Model of Artemis Satellite in original size.
Operator European Space Agency
COSPAR ID 2001-029A
SATCAT № 26863
Start of mission
Launch date 12 July 2001, 21:58 (2001-07-12UTC21:58Z) UTC
Rocket Ariane 5G V142
Launch site Kourou ELA-3
Contractor Arianespace
Orbital parameters
Reference system Geocentric
Regime Geostationary

Artemis is a geostationary earth orbit satellite (GEOS) for telecommunications, built for ESA. The Artemis satellite operates at the 21.5E orbital position.[1]

The mission was planned for many years, with launch initially intended for 1995 and slipping; it was intended for launch on Ariane 5 but at one point there were suggestions that a Japanese H-II rocket might be used.[2]

Launched by an Ariane 5 rocket on 12 July 2001, it originally reached an orbit much lower than planned (590 km x 17487 km) due to a malfunction in the launch vehicle's upper stage.[3] It was remotely reconfigured to reach its intended station by means of a novel procedure.[4] First, over the course of about a week, most of its chemical fuel was used to put it in a 31,000 km circular orbit (by raising first the apogee then the perigee, going via a 590 km x 31000 km orbit).

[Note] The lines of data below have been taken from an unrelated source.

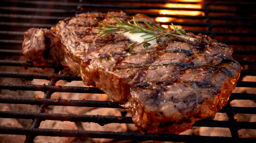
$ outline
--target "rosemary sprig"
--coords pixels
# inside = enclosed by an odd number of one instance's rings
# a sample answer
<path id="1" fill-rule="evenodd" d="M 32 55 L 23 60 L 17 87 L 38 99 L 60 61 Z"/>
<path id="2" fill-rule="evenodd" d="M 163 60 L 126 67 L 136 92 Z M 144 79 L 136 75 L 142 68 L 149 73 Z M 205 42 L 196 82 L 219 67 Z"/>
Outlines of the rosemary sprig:
<path id="1" fill-rule="evenodd" d="M 117 21 L 117 24 L 116 25 L 112 25 L 105 24 L 102 21 L 100 22 L 99 24 L 103 27 L 106 28 L 103 29 L 101 27 L 94 27 L 94 28 L 99 30 L 100 31 L 99 33 L 97 34 L 96 37 L 101 36 L 104 36 L 115 30 L 117 31 L 116 32 L 117 33 L 129 32 L 131 33 L 145 33 L 145 34 L 141 35 L 141 37 L 146 36 L 149 36 L 148 38 L 144 39 L 144 41 L 141 42 L 136 45 L 134 43 L 130 45 L 129 48 L 131 54 L 132 54 L 132 52 L 134 51 L 133 49 L 134 47 L 142 44 L 143 47 L 145 48 L 148 48 L 151 45 L 151 44 L 148 42 L 155 39 L 156 40 L 157 43 L 158 44 L 160 44 L 160 42 L 162 41 L 160 38 L 161 37 L 167 37 L 168 39 L 172 40 L 181 38 L 190 41 L 194 40 L 196 39 L 188 36 L 186 34 L 184 29 L 178 28 L 177 27 L 175 27 L 173 24 L 172 24 L 172 26 L 174 28 L 174 30 L 172 31 L 166 31 L 159 25 L 156 25 L 152 27 L 138 15 L 137 16 L 143 21 L 147 27 L 141 26 L 139 22 L 135 20 L 134 16 L 133 17 L 133 22 L 134 25 L 133 25 L 129 21 L 126 22 L 122 20 L 119 21 L 110 12 L 109 12 L 108 13 L 115 20 Z"/>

Then, its electric-ion motor — originally intended for station keeping and for firing a few minutes at a time — was instead kept running for most of 18 months, pushing the spacecraft into an outward spiral trajectory. It gained altitude at the rate of about 15 km per day, until it reached the intended geostationary orbit.[5]

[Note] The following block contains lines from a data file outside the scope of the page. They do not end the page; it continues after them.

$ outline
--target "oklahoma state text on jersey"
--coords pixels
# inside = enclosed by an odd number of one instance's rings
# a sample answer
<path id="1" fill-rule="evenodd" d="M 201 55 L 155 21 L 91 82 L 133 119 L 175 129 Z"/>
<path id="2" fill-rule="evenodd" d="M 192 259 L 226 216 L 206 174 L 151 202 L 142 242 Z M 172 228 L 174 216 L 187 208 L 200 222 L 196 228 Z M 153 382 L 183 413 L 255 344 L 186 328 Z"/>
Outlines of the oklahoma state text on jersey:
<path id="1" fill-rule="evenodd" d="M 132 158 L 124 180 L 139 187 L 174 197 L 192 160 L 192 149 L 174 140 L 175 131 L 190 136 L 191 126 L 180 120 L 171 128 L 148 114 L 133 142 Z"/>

On January 1, 2014 Avanti, a London-based company, took the ownership of the satellite.[6]

Payload

The Artemis satellite has several payloads [7]

Operations

As of 2005, Artemis was used operationally for data relay from ESA's satellites in low Earth orbit; a SILEX link to SPOT-4 was typically established daily.[11] It was also used on an situational basis; for example, it was used in 2008 to relay information from the automated transfer vehicle Jules Verne while mission control at Houston was unavailable due to a hurricane.[12]

It is now considered a precursor for the EDRS programme.